A surplus boosts economic growth in the short term. There are enough
excess savings to lend to countries that buy its products. The increased
exports boost production in its factories, allowing them to hire more people.
Most countries try to avoid a trade deficit, but it’s a good thing for
emerging market countries. It helps them grow faster than they could if
they maintained a surplus.
Financial Account
The financial account measures changes in domestic ownership of
foreign assets and foreign ownership of domestic assets. If foreign
ownership increases more than domestic ownership does, it creates a
deficit in the financial account. This increase means the country is
selling its assets, like gold, commodities, and corporate stocks, faster
than the nation is acquiring foreign assets.
Capital Account
The capital account measures financial transactions that don’t affect a
country’s income, production, or savings. For example, it records
international transfers of drilling rights, trademarks, and copyrights.

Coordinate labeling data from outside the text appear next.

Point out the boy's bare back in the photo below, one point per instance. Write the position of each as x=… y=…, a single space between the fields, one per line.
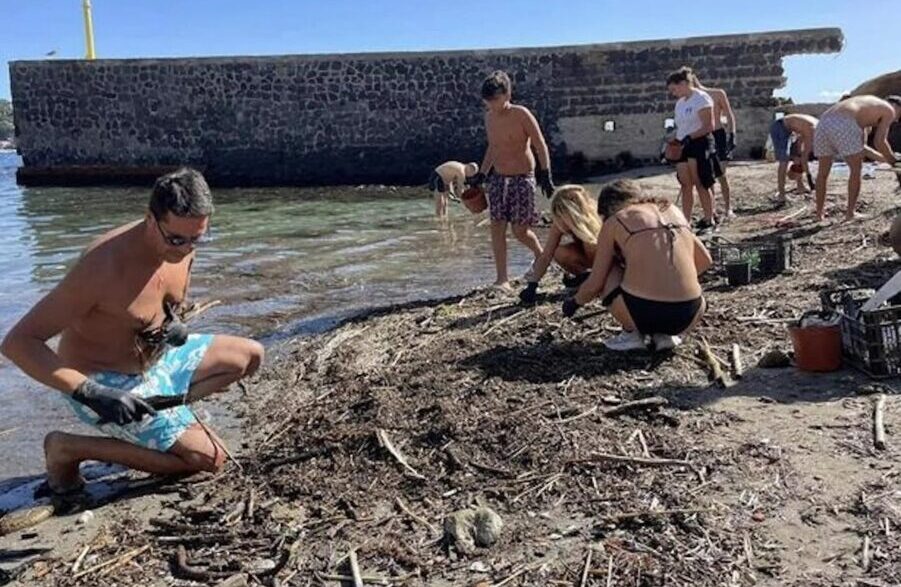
x=509 y=134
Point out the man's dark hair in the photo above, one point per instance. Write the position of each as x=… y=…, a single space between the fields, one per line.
x=496 y=84
x=683 y=74
x=183 y=193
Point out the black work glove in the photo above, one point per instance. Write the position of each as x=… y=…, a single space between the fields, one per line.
x=112 y=405
x=543 y=177
x=476 y=180
x=570 y=306
x=530 y=293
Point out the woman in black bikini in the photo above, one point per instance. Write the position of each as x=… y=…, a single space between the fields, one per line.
x=646 y=269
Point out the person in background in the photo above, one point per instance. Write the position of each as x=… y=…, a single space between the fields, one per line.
x=448 y=180
x=698 y=166
x=574 y=216
x=645 y=269
x=724 y=141
x=513 y=133
x=842 y=132
x=121 y=346
x=792 y=137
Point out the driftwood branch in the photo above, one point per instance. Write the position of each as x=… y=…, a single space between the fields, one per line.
x=355 y=569
x=737 y=365
x=649 y=403
x=717 y=375
x=385 y=442
x=878 y=422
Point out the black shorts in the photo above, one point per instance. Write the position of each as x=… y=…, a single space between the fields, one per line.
x=721 y=141
x=704 y=152
x=653 y=317
x=436 y=184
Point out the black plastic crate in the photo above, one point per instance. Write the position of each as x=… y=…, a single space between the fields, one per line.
x=871 y=341
x=773 y=255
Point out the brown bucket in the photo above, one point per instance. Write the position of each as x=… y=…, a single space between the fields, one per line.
x=817 y=348
x=474 y=199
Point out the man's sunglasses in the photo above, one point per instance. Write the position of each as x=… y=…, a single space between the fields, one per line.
x=174 y=240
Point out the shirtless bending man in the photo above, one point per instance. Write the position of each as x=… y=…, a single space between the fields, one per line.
x=842 y=133
x=109 y=310
x=512 y=133
x=723 y=140
x=793 y=133
x=449 y=179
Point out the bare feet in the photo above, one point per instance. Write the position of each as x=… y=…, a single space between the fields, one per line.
x=63 y=475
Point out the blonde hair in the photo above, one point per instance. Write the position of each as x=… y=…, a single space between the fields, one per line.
x=575 y=204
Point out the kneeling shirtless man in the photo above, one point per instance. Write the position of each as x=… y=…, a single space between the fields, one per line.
x=120 y=344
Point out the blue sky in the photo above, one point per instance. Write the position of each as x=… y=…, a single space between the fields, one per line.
x=144 y=28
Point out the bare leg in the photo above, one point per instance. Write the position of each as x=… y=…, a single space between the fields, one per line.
x=780 y=179
x=687 y=187
x=618 y=308
x=499 y=248
x=194 y=451
x=855 y=164
x=822 y=177
x=572 y=258
x=525 y=235
x=228 y=359
x=727 y=192
x=703 y=192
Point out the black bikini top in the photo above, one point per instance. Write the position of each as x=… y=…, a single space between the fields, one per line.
x=670 y=228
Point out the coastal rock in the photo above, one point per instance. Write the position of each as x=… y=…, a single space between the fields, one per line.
x=469 y=528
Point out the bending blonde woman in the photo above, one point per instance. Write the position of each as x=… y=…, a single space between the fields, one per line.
x=574 y=214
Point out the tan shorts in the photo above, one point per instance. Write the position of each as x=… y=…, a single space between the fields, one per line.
x=837 y=136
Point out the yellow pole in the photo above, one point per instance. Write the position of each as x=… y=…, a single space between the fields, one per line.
x=88 y=29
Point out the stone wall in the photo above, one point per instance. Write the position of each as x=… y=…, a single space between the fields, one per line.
x=379 y=118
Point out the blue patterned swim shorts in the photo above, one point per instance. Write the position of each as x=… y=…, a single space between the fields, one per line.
x=171 y=375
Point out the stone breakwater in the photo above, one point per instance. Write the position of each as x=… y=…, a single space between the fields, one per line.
x=378 y=118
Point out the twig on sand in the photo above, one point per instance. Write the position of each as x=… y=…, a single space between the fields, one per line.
x=713 y=364
x=648 y=403
x=865 y=554
x=113 y=562
x=189 y=571
x=80 y=559
x=355 y=569
x=642 y=461
x=878 y=425
x=586 y=569
x=385 y=442
x=416 y=518
x=737 y=366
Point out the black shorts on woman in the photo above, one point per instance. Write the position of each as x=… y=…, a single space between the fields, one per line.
x=703 y=151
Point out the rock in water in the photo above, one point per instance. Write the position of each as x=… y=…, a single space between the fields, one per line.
x=774 y=359
x=469 y=528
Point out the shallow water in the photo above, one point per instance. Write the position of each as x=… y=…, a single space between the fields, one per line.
x=284 y=261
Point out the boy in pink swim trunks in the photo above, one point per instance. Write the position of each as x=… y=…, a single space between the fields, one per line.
x=512 y=133
x=842 y=133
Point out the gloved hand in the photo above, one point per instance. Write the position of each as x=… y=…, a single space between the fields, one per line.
x=570 y=306
x=530 y=293
x=476 y=180
x=175 y=332
x=112 y=405
x=543 y=177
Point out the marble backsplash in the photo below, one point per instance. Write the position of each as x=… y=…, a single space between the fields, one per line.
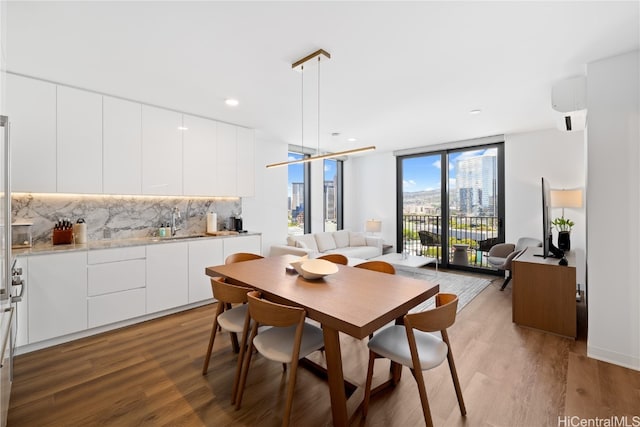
x=119 y=217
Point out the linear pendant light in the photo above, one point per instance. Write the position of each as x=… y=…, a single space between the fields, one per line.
x=300 y=63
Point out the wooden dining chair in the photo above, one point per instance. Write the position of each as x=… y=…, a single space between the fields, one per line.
x=227 y=317
x=414 y=346
x=335 y=258
x=289 y=340
x=381 y=266
x=241 y=256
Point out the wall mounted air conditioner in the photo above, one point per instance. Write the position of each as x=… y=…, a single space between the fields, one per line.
x=569 y=100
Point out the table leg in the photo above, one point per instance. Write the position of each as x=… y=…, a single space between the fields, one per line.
x=336 y=377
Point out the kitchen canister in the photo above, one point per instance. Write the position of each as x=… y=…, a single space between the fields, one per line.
x=212 y=222
x=80 y=232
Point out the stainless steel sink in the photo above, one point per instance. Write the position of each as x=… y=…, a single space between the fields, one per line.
x=165 y=239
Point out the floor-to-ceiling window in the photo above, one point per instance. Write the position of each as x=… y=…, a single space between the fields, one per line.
x=332 y=195
x=451 y=204
x=298 y=192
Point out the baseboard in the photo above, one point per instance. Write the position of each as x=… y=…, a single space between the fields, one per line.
x=613 y=357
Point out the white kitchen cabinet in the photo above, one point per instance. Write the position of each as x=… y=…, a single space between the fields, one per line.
x=22 y=307
x=161 y=152
x=79 y=119
x=31 y=107
x=116 y=285
x=167 y=276
x=199 y=145
x=203 y=254
x=245 y=174
x=227 y=160
x=251 y=244
x=57 y=295
x=122 y=146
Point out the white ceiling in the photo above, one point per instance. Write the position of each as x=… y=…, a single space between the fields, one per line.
x=402 y=74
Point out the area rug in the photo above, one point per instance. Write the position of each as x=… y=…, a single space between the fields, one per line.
x=466 y=287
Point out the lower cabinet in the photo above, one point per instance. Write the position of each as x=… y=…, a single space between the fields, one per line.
x=167 y=276
x=57 y=295
x=203 y=254
x=116 y=285
x=252 y=244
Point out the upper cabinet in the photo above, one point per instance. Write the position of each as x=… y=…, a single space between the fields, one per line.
x=31 y=107
x=199 y=156
x=161 y=152
x=245 y=172
x=68 y=140
x=79 y=141
x=226 y=164
x=122 y=146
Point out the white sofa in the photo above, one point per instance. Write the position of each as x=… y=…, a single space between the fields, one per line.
x=348 y=243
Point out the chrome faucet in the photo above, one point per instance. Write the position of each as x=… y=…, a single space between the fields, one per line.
x=175 y=217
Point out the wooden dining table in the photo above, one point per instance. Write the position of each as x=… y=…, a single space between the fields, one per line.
x=354 y=301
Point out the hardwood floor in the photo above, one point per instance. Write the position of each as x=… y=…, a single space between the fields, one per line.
x=150 y=375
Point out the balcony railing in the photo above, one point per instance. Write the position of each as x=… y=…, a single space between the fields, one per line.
x=477 y=233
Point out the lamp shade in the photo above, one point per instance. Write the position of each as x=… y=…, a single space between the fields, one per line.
x=373 y=225
x=566 y=198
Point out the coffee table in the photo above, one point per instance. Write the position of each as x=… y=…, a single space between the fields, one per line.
x=404 y=260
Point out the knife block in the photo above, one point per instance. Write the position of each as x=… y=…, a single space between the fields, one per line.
x=62 y=237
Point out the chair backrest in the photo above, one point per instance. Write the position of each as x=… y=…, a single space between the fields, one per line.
x=273 y=314
x=525 y=242
x=226 y=292
x=381 y=266
x=241 y=256
x=428 y=238
x=335 y=258
x=436 y=319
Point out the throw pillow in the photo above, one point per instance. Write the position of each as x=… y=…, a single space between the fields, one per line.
x=342 y=238
x=325 y=241
x=357 y=239
x=307 y=241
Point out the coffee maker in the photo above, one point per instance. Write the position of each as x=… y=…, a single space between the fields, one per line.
x=238 y=224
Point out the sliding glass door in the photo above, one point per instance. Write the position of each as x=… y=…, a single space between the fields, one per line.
x=451 y=205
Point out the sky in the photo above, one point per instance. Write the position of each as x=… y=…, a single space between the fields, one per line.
x=423 y=173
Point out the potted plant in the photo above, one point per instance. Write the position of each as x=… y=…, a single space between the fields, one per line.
x=563 y=225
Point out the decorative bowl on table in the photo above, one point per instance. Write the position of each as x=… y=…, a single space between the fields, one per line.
x=317 y=269
x=296 y=264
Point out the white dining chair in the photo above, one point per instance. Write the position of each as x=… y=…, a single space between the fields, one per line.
x=288 y=340
x=414 y=345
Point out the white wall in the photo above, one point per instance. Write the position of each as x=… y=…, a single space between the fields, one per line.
x=266 y=212
x=370 y=193
x=613 y=209
x=557 y=156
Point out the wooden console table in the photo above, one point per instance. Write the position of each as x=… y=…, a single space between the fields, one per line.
x=544 y=293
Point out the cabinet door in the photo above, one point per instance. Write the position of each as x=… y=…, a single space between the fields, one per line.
x=122 y=143
x=199 y=156
x=57 y=295
x=227 y=160
x=161 y=152
x=252 y=244
x=79 y=141
x=245 y=174
x=31 y=106
x=203 y=254
x=167 y=276
x=22 y=307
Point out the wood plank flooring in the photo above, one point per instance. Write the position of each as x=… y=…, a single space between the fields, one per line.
x=150 y=375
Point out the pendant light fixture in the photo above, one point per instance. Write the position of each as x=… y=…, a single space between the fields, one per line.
x=319 y=54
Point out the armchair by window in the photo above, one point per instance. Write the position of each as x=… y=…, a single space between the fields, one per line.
x=501 y=255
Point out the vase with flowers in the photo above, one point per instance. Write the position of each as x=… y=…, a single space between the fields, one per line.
x=563 y=225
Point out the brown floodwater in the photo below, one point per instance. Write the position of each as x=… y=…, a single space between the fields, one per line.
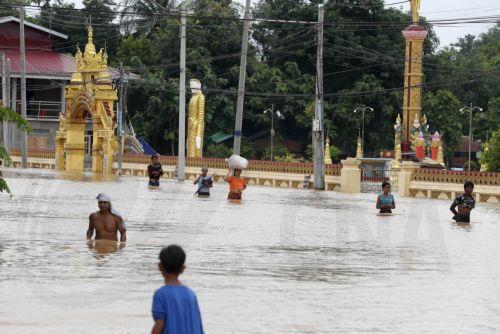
x=282 y=261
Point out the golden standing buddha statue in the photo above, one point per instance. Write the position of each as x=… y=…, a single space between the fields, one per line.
x=196 y=120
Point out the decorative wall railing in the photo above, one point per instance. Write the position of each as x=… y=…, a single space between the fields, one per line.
x=445 y=176
x=303 y=168
x=34 y=153
x=41 y=109
x=254 y=165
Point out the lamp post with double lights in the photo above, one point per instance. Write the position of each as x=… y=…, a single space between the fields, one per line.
x=470 y=110
x=280 y=116
x=362 y=109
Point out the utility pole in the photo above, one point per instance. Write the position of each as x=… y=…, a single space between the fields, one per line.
x=181 y=161
x=120 y=122
x=4 y=99
x=22 y=69
x=318 y=133
x=6 y=126
x=272 y=132
x=241 y=83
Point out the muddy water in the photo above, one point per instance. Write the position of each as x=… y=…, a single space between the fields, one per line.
x=282 y=261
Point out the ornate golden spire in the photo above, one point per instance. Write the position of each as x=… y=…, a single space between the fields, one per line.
x=328 y=159
x=90 y=47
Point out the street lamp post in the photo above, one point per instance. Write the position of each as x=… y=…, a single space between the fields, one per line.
x=470 y=110
x=280 y=116
x=362 y=109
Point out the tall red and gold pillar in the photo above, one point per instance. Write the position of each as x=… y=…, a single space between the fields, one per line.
x=412 y=93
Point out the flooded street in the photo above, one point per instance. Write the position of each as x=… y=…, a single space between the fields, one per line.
x=282 y=261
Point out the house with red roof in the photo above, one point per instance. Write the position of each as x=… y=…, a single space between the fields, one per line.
x=47 y=73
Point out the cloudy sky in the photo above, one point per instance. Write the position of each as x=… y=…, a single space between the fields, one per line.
x=450 y=9
x=443 y=9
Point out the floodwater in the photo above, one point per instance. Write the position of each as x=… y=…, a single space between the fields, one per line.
x=282 y=261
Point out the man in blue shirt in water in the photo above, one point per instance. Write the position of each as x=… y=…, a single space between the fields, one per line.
x=175 y=307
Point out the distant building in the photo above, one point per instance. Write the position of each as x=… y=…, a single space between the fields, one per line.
x=461 y=154
x=47 y=73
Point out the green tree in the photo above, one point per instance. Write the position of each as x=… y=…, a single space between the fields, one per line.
x=442 y=115
x=490 y=157
x=8 y=115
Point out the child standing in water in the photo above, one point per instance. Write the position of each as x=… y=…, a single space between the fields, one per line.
x=204 y=183
x=175 y=306
x=385 y=201
x=236 y=184
x=465 y=204
x=155 y=172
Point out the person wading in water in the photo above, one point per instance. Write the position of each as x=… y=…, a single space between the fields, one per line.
x=106 y=222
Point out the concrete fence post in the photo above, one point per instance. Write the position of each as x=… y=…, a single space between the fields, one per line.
x=350 y=176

Many capital account transactions rarely happen, such as cross-border
insurance payments. The capital account is the smallest component of
the balance of payments.
Balance of Trade
➢Refers to the difference between a country’s value of imports against
its exports.
Balance of Payments - Implications
➢A country’s balance of payments tells you whether it saves enough to
pay for its imports. It also reveals whether the country produces
enough economic output to pay for its growth.